Fantex Selling Stock in Andrew Heaney’s Future Earnings

Fans of Major League Baseball have long held an emotional investment in favorite players and teams, spending time and money on the sport and receiving widely varying emotional returns depending on results. If Fantex and Los Angeles Angels starter Andrew Heaney get their way, fans and investors will soon be able to invest in the future earnings of the Angels left-hander. Heaney and Fantex, a company that has previously struck similar deals with multiple NFL players, have agreed to a contract that will pay Heaney $3.34 million in exchange for “10 percent of all future earnings related to his brand, including player contracts, corporate endorsements and appearance fees,” according to Ken Rosenthal. A deal like this will attempt to provide pre-arbitration players like Heaney a form of insurance against future injury or a downgrade in performance without signing a team-friendly contract that keeps players from free agency.

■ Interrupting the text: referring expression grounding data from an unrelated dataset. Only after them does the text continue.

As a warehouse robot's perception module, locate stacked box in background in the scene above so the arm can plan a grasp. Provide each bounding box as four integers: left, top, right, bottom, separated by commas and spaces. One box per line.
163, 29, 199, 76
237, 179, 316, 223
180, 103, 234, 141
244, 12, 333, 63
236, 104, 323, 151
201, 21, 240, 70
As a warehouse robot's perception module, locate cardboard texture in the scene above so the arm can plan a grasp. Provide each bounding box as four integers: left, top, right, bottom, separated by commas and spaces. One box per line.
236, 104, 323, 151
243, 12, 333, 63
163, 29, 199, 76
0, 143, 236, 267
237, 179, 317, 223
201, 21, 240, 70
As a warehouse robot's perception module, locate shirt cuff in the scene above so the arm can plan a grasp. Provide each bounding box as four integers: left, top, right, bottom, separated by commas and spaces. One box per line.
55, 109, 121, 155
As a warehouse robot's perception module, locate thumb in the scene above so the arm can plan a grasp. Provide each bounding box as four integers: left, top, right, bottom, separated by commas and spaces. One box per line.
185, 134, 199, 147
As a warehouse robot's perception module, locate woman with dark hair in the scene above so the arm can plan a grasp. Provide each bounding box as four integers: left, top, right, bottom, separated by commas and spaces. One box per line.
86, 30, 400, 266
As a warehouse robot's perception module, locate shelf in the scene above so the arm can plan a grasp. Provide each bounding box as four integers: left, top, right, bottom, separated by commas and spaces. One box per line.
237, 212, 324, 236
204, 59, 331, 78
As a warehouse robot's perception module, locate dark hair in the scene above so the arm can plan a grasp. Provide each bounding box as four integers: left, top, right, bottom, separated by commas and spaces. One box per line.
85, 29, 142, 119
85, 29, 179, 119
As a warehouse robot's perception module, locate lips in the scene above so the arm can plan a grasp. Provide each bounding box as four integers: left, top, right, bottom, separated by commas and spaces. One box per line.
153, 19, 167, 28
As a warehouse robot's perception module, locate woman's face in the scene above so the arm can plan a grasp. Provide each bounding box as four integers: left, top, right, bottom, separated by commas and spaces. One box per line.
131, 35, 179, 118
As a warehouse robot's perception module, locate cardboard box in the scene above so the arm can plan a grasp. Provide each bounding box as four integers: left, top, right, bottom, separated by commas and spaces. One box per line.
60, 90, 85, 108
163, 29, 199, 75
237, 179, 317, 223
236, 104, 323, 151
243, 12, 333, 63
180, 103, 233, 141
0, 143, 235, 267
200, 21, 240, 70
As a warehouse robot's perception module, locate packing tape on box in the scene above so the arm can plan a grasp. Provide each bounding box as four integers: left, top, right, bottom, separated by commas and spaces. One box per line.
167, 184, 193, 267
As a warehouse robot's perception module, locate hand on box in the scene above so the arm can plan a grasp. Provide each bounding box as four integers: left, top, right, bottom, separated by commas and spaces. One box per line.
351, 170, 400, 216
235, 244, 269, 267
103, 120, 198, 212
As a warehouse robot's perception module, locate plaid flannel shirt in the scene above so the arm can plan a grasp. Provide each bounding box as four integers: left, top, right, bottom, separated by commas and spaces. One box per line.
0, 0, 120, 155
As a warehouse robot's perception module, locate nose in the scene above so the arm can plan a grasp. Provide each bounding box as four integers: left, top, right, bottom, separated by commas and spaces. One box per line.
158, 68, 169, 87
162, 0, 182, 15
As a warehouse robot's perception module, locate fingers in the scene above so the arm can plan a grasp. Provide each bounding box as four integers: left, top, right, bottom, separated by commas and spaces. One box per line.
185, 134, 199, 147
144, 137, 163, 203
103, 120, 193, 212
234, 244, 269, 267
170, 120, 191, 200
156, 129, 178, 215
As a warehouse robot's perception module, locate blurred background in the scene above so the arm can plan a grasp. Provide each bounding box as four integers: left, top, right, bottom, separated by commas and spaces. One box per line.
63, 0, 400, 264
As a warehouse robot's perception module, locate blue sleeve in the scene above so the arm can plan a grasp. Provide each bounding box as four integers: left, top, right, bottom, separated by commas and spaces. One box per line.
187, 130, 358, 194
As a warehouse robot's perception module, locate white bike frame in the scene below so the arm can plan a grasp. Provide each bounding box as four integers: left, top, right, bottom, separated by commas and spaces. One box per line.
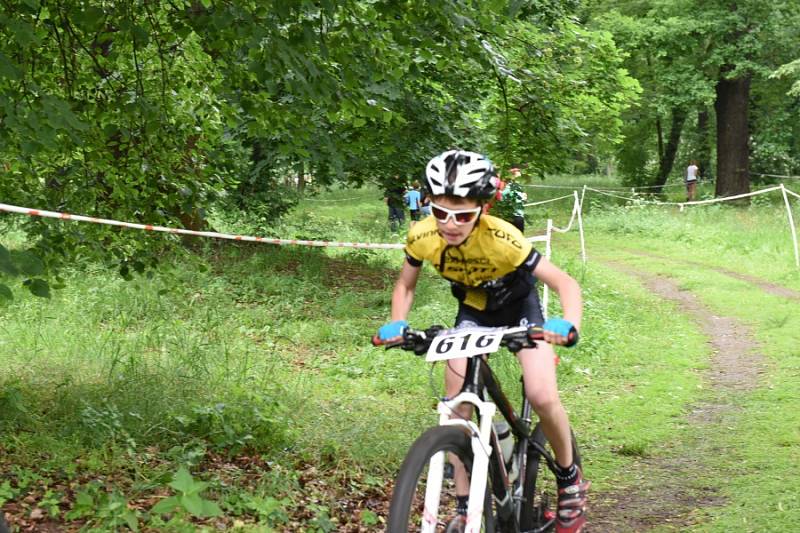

While this concept has been around for quite some time, in practice, these deals are still in their infancy and come with some drawbacks.

Almost two years ago, Fantex made news by announcing an agreement with star running back Arian Foster of the Houston Texans. The deal, similar to the one for Heaney, would have paid Foster $10 million in exchange for 20% of Foster’s future earnings. Before the parties could follow through on the deal, Foster was injured and the IPO never got off the ground. The deals with Fantex are subject to getting enough investors to pay for the initial guarantee to the players. For Heaney to get paid, enough investors must first meet the IPO amount, in this case $3.34 million.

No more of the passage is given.